Every page is written with skill, but the pages drip with an emotional intensity that is lost in some cosmic horror. The personal and the galactic collide and that is one wonderful thing about this novelette. Novelette, novella, or short novel I always point out Of Mice and Men was only 100 pages. I got more feels out of these 114 pages than some doorstop eight hundred pagers.
I went in cold and if you trust me, stop reading here and do the same. Light spoilers ahead.
The story itself is about Monique who is homeless on the streets of NYC, one of the few places of shelter she and her partner Donna had found a home in a tunnel they call the freedom tunnel. I took that to mean that there is a certain amount of freedom in choosing to live a life off the grid, I also liked that about this book the characters are relatable even if they have a certain diversity, you don't find as typical protagonists, LBGTQ, homeless main characters are very well written and refreshingly real. Monique is really our point of view character. The narrative benefits from staying close to her at all times. Not first-person but the book never switches perspective.

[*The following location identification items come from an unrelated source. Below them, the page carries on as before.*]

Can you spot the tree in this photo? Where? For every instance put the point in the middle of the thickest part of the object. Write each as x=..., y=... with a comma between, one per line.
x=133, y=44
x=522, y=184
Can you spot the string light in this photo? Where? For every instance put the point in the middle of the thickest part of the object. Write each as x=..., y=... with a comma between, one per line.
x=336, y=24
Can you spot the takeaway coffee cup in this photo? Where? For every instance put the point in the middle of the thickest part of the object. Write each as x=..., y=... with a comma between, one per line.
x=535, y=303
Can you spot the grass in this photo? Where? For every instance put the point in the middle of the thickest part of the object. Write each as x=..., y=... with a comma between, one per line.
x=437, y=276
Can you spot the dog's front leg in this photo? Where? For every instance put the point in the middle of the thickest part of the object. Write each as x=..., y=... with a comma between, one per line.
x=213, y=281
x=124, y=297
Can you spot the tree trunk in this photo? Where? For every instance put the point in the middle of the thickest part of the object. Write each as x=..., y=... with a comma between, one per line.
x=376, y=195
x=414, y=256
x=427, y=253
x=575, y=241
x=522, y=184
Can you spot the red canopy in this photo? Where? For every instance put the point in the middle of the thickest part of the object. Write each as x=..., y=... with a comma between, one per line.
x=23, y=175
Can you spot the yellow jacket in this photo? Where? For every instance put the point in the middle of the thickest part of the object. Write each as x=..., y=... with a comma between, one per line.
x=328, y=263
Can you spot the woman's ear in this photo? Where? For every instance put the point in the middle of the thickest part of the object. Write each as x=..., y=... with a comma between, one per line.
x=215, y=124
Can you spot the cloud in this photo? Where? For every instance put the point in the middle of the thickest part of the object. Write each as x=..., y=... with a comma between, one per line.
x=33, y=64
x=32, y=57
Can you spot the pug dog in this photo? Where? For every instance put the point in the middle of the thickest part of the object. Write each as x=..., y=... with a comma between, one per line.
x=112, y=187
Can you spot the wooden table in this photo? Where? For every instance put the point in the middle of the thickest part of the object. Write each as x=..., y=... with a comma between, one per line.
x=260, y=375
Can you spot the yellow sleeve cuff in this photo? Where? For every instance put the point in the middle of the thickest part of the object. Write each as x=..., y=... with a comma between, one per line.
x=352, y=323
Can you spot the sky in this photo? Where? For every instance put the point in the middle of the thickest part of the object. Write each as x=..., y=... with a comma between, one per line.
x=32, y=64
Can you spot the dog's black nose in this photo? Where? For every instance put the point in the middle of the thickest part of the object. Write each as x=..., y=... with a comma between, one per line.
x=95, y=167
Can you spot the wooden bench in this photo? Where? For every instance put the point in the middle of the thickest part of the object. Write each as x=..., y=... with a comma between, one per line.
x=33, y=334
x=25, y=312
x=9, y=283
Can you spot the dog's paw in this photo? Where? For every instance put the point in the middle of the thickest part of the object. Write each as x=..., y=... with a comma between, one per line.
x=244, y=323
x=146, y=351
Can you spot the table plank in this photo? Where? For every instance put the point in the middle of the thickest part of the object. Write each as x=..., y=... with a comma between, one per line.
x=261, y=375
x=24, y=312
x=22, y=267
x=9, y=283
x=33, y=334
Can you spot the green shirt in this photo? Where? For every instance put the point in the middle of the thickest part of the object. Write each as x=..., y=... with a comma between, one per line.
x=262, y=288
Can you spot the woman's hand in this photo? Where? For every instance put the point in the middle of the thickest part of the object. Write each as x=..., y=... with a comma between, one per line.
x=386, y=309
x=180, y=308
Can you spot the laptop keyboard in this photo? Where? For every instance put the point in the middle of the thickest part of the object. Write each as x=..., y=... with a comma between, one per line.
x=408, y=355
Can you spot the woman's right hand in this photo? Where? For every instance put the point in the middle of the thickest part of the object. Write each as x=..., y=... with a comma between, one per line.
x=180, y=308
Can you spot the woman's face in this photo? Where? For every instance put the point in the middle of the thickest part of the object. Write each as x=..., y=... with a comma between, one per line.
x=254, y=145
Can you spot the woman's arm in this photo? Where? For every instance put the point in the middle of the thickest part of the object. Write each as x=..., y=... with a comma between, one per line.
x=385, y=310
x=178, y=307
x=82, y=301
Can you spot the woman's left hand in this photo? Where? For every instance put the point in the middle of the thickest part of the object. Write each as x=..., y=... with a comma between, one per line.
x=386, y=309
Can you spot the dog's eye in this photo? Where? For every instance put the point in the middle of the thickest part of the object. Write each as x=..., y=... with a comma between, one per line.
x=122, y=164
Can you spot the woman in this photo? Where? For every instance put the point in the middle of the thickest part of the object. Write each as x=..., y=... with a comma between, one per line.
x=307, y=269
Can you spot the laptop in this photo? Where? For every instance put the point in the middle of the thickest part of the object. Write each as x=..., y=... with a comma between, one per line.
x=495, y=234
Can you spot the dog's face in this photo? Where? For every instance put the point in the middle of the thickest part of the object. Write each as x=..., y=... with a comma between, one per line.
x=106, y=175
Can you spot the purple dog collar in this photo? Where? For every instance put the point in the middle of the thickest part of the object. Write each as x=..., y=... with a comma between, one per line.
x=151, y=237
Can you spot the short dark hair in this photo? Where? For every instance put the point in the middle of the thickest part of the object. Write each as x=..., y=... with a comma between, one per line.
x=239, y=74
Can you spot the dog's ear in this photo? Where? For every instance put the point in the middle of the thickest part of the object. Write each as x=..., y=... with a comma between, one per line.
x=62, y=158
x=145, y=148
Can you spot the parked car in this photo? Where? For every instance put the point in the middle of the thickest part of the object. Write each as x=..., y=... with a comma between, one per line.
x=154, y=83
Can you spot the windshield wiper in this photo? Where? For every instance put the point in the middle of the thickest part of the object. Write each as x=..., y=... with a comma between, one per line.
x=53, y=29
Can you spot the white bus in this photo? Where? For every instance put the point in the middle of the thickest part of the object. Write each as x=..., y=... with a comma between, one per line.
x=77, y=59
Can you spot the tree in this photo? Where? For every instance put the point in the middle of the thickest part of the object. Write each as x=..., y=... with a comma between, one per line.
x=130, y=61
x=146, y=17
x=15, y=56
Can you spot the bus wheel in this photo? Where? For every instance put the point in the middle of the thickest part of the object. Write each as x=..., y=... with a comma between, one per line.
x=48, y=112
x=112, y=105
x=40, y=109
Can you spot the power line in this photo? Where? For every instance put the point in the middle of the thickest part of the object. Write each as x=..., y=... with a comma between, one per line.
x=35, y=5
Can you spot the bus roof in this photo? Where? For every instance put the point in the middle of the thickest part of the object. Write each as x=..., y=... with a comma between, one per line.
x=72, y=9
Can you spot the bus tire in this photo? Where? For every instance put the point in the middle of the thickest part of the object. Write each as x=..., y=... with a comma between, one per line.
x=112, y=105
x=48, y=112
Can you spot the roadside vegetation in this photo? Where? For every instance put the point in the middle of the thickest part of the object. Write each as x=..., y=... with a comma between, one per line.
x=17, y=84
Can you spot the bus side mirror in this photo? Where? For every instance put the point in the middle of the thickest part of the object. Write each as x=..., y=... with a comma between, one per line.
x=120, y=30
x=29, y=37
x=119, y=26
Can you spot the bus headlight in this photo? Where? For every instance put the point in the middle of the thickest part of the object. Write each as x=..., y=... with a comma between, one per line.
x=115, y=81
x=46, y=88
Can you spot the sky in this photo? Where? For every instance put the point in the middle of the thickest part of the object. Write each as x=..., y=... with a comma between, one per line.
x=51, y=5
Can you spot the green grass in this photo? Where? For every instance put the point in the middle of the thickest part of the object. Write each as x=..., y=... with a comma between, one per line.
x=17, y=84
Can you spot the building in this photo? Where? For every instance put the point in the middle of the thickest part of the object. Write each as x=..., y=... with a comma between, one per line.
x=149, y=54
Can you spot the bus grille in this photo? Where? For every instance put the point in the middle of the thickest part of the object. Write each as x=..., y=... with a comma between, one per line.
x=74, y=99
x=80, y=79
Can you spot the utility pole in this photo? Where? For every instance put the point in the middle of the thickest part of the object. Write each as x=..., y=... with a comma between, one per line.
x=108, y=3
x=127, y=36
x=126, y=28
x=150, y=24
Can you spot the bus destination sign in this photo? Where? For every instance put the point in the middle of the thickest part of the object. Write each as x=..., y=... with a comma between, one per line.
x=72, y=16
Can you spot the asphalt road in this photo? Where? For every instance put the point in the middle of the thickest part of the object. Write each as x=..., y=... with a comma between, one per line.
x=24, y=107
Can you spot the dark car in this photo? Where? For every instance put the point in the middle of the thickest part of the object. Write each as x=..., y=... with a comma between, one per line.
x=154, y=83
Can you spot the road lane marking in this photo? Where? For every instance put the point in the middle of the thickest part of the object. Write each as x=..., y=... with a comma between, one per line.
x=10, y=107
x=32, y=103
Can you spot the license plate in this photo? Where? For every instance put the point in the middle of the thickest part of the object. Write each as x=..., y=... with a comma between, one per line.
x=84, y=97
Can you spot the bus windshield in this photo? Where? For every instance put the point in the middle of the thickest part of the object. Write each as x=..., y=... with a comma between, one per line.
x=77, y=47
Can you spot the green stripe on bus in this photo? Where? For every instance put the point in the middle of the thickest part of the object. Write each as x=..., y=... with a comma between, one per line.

The cross of the personal and mythology shines in the darkness. Moments like this one…
“She’s part of the nothing now.” Hot tears flooded Monique’s cheeks. She tried to swallow the burning lump in her throat. “We fed her to the empty place.”
“No, No Lady smiled wide and shook her head. “Most of the universe is empty. We feel stretches of the worm, and she’s with him now, and full and infinatellsetsfree-”
Her words smashed together and thinned like Phoebe across time, becoming nothing.”
Monique is a transgender character. I thought about not mentioning this in the review. It shouldn’t matter but ultimately, I don’t think this will spoil the experience and I want to highlight the strength that this inclusion brings to the story. In the late 90s, I had a close friend and roommate transition and watched him deal with gender. I know still, I can not understand so Monique’s experience in the book as someone with gender dysmorphia and no means as a homeless person leads to some heartbreaking moments. So valuable, and that is something, that is not a word that many horror novels can claim. It is that realistic terror mixing with the massive scale of the Worm that made the horror FEEL like something.
Outsiders of all kinds desire that the world change and the Worm is a monster that feeds on that desire. Long-time readers of my reviews know the key to a story in my opinion…parallels and reversals.
“…The wounds of this world will be unmade so says the King.”
“Scars never go away,” Monique said.
“They will when the worm remakes the world. The worm changes you.”
Later on the same page, Lady ponders. “The Worm changes everyone. I wonder what you will become.”
Is there anything more cosmic in horror when a monster knows you down to the deepest fabric of your heart? A monster that knows what you desire in your core and want more than anything. The greatest scariest moments in the genre of horror can only be achieved if the storyteller creates characters we care about and monsters who threatened them. The Worm is Monique’s fear made real.
“And here, in the darkest place, Monique found monsters.
Maybe if her parents knew how far she’d fallen, they would at last regret having bashed their only child.
Unlikely. That was her imagination preying on her thoughts with something more painful than monsters in the dark-The illusion that her parents could accept her.”
Goddamn. Amazing stuff, the best thing I have read so far this year. Some of the best modern to come out of the small press in a long damn time.